HABIBI HARAM
Ultimo giro al Guapa | Un romanzo di Saleem Haddad
di Massimiliano Sardina
(Su Amedit n. 28 – Settembre 2016)
Cresciuto tra Kuwait, Cipro e Giordania Saleem Haddad è nato da padre libano-palestinese e madre iracheno-tedesca. In Ultimo giro al Guapa, suo romanzo d’esordio, si incrociano due rivoluzioni, una più corale e l’altra più intima, entrambe sbocciate prepotentemente nel pieno della cosiddetta Primavera araba; da un lato le nuove generazioni mediorientali, sempre più occidentalizzate, insofferenti verso le forze politiche conservatrici, e dall’altro le singole storie di chi, pur condividendo le stesse istanze di rinnovamento, è costretto a vivere nell’inadeguatezza e nella clandestinità.
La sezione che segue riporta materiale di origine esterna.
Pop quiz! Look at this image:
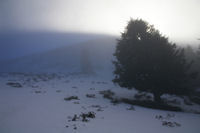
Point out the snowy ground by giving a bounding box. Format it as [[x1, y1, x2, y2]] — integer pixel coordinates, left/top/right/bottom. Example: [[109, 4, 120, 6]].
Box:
[[0, 74, 200, 133]]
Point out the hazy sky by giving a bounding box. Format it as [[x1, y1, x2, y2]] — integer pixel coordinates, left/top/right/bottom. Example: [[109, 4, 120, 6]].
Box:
[[0, 0, 200, 43]]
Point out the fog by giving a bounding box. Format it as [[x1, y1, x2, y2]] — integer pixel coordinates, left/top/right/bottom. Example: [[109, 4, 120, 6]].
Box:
[[0, 0, 200, 44]]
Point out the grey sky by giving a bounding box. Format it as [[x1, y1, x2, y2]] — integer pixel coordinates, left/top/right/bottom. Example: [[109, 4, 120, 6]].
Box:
[[0, 0, 200, 43]]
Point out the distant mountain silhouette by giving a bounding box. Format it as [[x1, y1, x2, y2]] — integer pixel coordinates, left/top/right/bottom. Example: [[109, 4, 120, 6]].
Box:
[[0, 36, 116, 77], [0, 31, 115, 61]]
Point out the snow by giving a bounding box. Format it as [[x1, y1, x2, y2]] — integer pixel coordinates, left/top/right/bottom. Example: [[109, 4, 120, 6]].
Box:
[[0, 73, 200, 133]]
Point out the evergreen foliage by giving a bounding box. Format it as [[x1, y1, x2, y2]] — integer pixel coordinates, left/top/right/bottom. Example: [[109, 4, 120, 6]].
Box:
[[113, 19, 195, 102]]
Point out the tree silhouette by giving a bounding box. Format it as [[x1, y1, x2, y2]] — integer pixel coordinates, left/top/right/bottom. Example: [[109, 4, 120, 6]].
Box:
[[113, 19, 196, 103]]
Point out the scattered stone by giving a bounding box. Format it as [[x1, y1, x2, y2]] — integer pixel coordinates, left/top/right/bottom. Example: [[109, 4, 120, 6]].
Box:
[[74, 101, 80, 104], [156, 115, 163, 120], [162, 121, 181, 127], [7, 82, 22, 88], [90, 88, 95, 90], [126, 106, 135, 110], [35, 91, 42, 94], [56, 90, 61, 93], [72, 114, 78, 121], [86, 94, 96, 98], [80, 112, 95, 122], [68, 111, 95, 122], [99, 90, 115, 100], [64, 96, 80, 101], [97, 108, 104, 111]]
Haddad, attraverso una scrittura ispirata, diretta e partecipe, fotografa (senza mai specificarne il nome) una capitale mediorientale in pieno tumulto, precaria a ogni angolo, pericolosa, divisa tra i sobborghi occidentali in espansione, i vecchi edifici del centro e le baracche delle periferie.
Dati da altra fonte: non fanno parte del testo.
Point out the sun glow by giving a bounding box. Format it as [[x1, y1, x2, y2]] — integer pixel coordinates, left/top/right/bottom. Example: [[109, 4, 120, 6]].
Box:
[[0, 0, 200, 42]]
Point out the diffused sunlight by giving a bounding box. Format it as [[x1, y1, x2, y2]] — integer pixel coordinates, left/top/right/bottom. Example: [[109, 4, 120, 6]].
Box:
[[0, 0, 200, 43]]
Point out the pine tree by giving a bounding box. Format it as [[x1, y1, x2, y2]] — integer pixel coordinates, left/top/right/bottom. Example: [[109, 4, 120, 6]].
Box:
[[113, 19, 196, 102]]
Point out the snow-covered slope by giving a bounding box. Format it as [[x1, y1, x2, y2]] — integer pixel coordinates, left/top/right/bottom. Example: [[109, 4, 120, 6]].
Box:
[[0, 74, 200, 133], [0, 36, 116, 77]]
«Ci fermiamo a un posto di blocco. Il soldato ci chiede i documenti. Mi sento invadere automaticamente dal senso di colpa, come se rischiassi di essere trascinato fuori dall’auto per un crimine che ho commesso senza neppure saperlo nel mezzo del labirinto di regole complesse e norme tacite in agguato a ogni angolo. Qui non è il governo che risponde ai bisogni e ai desideri del popolo, penso, mentre porgo i documenti. Qui è il popolo che deve rispondere al governo.» A parlare è Rasa, il protagonista, un giovane che per via della sua natura omosessuale è costretto a vivere nell’ombra, figlio di una società grondante religiosità misogina (quindi omofobica), una società che fin da bambino gli ha insegnato cosa è ‘eib e cosa non lo è. È ‘eib mettersi le dita nel naso, non presenziare a un matrimonio, accettare una seconda porzione di cibo alla prima offerta, chiedere l’età a una donna, ed è ‘eib per un maschio giocare con le bambole. Una traduzione fedele della parola è: “vergogna”, ma l’’eib comprende molto di più; il sottinteso del termine è il kalam il-nas, ossia: quello che dirà la gente.
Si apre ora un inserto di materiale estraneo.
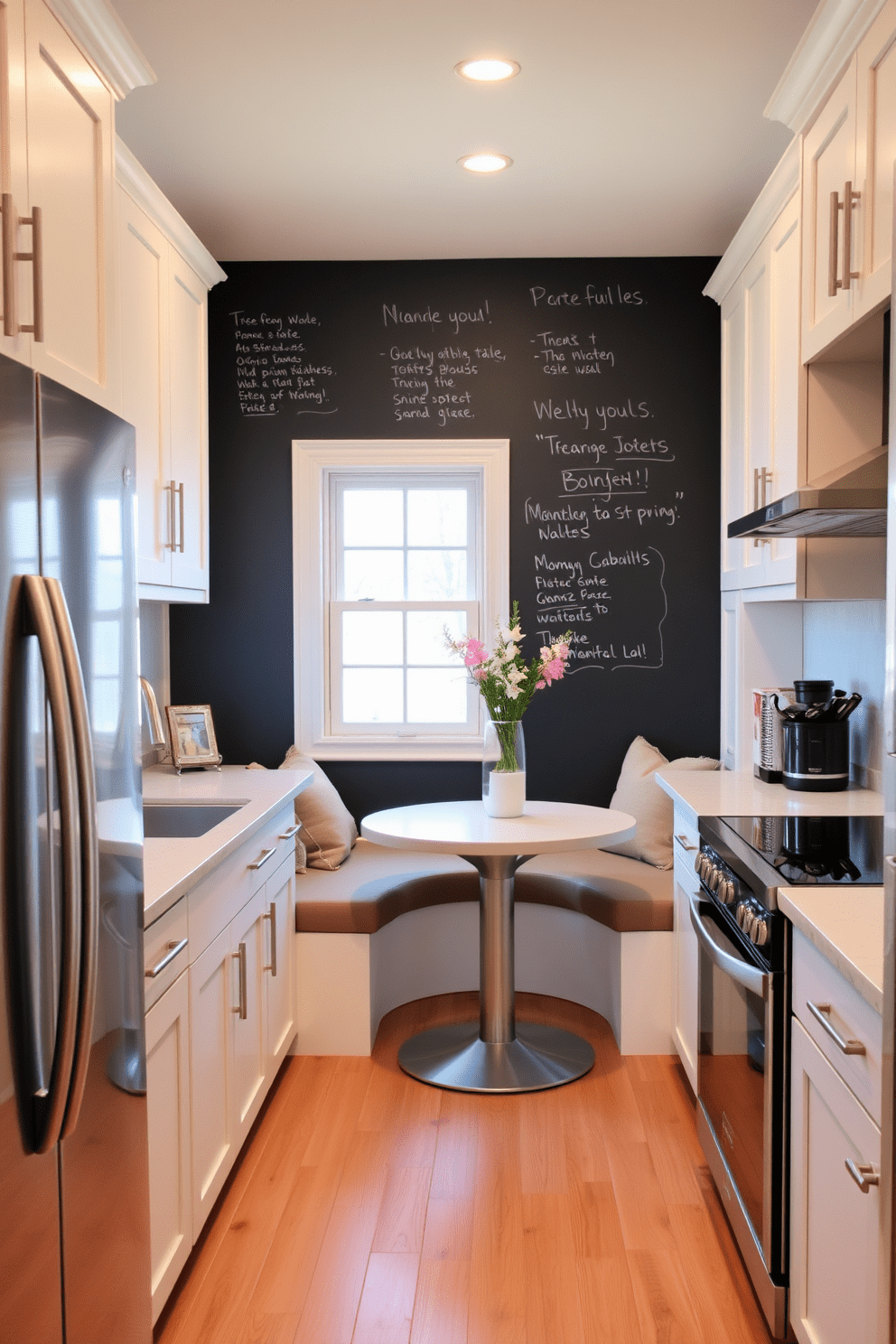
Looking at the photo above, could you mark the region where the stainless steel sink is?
[144,802,245,840]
Rasa vive con Teta, la sua nonna paterna. Il padre è morto da anni, e di sua madre sa solo che ha mollato tutto e se n’è andata via. Rasa conosce le lingue, ha studiato in America, e ora si guadagna da vivere come interprete e traduttore. Spesso lavora per Laura, una giornalista italiana sempre sul campo a caccia di scoop, l’imprudenza fatta mestiere, una di quelle che “ti pago il doppio” se accetti di accompagnarla in certe zone interdette. Rasa è il suo ponte, la sua affidabile guida orientale che parla sia l’arabo e sia l’inglese. Da anni ormai la situazione politica è fuori controllo. A cosa aveva portato il vento ribelle e rigeneratore della rivoluzione? Rasa ci aveva creduto alla rivoluzione. L’aveva combattuta, urlata, manifestata nei cortei. L’aveva desiderata, sognata, idealizzata. E poi? Poi cosa ne è stato di tutto quest’anelito di democrazia e libertà? In quale vena cieca si era andata a stagnare quella trasfusione d’americanismo? Prima i gas lacrimogeni, i pestaggi, gli arresti, le umiliazioni, e infine il caos, la dispersione. Il potere dittatoriale da una parte e il terrorismo jidahista dall’altra: la rivoluzione è rimasta come schiacciata, pressata, soffocata. Non è morta del tutto, respira ancora, ansima, e in certi luoghi come il Guapa la puoi persino toccare, abbracciare, baciare. Il Guapa è uno storico locale gay underground, con un piano seminterrato che è una sorta di mondo a sé, un’oasi, una piccola America, un vero e proprio rifugio per Rasa e i suoi amici. In questo spazio protetto (in un certo senso tollerato dalle autorità) gli omosessuali arabi possono chiamarsi habibi (amore, declinato al maschile) e non sentirsi oppressi dall’haram (il peccato). Rasa è insieme un eroe e una vittima di questa rivoluzione placata sul nascere, neutralizzata dall’autoritarismo.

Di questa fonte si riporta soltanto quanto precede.